Chava emphasizes equal access to quality medicines for all and says the focus for both government and drug manufacturers should be creating a quality standard for each market.

“In all of our facilities we produce medicines that can be sold anywhere in the world. It’s not like this drug is for one country and this drug is for another region like Japan, USA or Europe. We differentiate regions based on price, not quality. It’s not like we’re selling better quality medicines in the US and planning supplies to other countries with lower standards.
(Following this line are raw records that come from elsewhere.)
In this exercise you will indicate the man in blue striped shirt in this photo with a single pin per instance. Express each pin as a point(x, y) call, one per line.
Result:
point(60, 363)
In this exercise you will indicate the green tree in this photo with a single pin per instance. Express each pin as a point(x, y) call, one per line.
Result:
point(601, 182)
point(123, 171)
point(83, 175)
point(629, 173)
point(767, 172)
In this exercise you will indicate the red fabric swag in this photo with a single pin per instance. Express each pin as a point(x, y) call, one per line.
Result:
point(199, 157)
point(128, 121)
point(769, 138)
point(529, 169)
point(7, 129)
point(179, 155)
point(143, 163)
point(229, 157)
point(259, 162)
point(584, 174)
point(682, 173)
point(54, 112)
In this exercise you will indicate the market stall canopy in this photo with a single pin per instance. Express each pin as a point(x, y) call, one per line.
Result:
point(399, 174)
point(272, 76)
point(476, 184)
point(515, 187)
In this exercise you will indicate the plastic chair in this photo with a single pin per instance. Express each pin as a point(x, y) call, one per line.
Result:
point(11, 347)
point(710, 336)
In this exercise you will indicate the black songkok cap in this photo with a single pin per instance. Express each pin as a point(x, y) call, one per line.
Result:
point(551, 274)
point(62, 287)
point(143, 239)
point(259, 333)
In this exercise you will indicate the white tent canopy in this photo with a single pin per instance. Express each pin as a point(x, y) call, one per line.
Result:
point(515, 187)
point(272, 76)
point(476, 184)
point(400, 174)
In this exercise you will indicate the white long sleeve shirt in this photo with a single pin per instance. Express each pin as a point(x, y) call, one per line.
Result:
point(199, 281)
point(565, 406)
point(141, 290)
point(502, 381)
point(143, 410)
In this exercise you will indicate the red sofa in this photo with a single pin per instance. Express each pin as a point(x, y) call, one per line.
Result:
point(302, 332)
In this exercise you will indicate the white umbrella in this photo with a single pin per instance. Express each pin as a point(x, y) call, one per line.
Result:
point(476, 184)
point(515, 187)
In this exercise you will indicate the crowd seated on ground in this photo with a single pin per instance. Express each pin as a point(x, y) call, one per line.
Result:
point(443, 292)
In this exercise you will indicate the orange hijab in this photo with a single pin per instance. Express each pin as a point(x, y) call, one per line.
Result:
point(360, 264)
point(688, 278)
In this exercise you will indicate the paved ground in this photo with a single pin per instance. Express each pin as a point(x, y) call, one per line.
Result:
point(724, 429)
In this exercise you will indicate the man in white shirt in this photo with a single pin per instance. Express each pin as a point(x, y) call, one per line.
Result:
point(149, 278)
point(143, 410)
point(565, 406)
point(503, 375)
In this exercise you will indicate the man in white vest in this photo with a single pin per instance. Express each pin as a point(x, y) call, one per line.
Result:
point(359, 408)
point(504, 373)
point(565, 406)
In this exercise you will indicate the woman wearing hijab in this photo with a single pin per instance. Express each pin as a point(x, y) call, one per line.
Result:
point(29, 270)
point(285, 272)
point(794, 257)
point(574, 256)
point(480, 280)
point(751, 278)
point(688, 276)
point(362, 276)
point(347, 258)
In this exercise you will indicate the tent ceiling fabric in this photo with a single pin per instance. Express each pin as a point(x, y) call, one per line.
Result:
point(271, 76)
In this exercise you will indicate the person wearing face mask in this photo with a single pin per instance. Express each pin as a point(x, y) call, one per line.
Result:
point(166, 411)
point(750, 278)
That’s the legacy we want to preserve,” he adds.

Improving infrastructure can reduce API dependency

Chava, whose company is a leading supplier of antiretroviral APIs (active pharmaceutical ingredients) for hepatitis C and oncology drugs and intermediates, said the union government needs to invest in industrial parks to reduce dependency on other countries.

“If you go to China, there are thousands of hectares of industrial parks with well-developed roads and infrastructure,” he says, calling on the government to build fully integrated industrial parks.

“Companies will come when we have fully integrated industrial parks. We can become a drug production center,” he adds.

Commenting on the role of the Production Linked Incentive (PLI) program, Chava says: “The PLI is a good initiative, but you have to see how many production sites for APIs have been set up since the PLI was announced; Large pharmaceutical companies build huge plants with six to seven active ingredients. Incentives will support the industry to some extent, but what is needed are large industrial parks.”

Again, he differentiates between APIs for generics and innovators.

“The value is in providing APIs for innovators, as APIs for generics are heavily price-driven,” he says.

Investing in novel therapies for the future

Chavas Laurus Labs, which has evolved from a single product company to a fully integrated API and formulation company to a biotechnology company, has now turned its attention to novel, emerging cell and gene therapies. The core idea behind investing in cell and gene therapy was to push the company into new areas of healthcare, he says.

The Company recently signed a Memorandum of Agreement (MoA) with IIT-Kanpur (IIT-K) to in-license certain gene therapy assets.

“We have decided to invest up to 10 percent of our profits in disruptive technologies. We invested around 100 crore. If we succeed, we create an example. This is not a generic method; “IIT Bombay (ImmunoACT) has developed a new plan for CART therapy, this is cutting-edge research,” he adds. Laurus Labs owns 100 percent of the gene therapy assets, while the company has a nearly 40 percent interest in the cell therapy contract with ImmunoACT.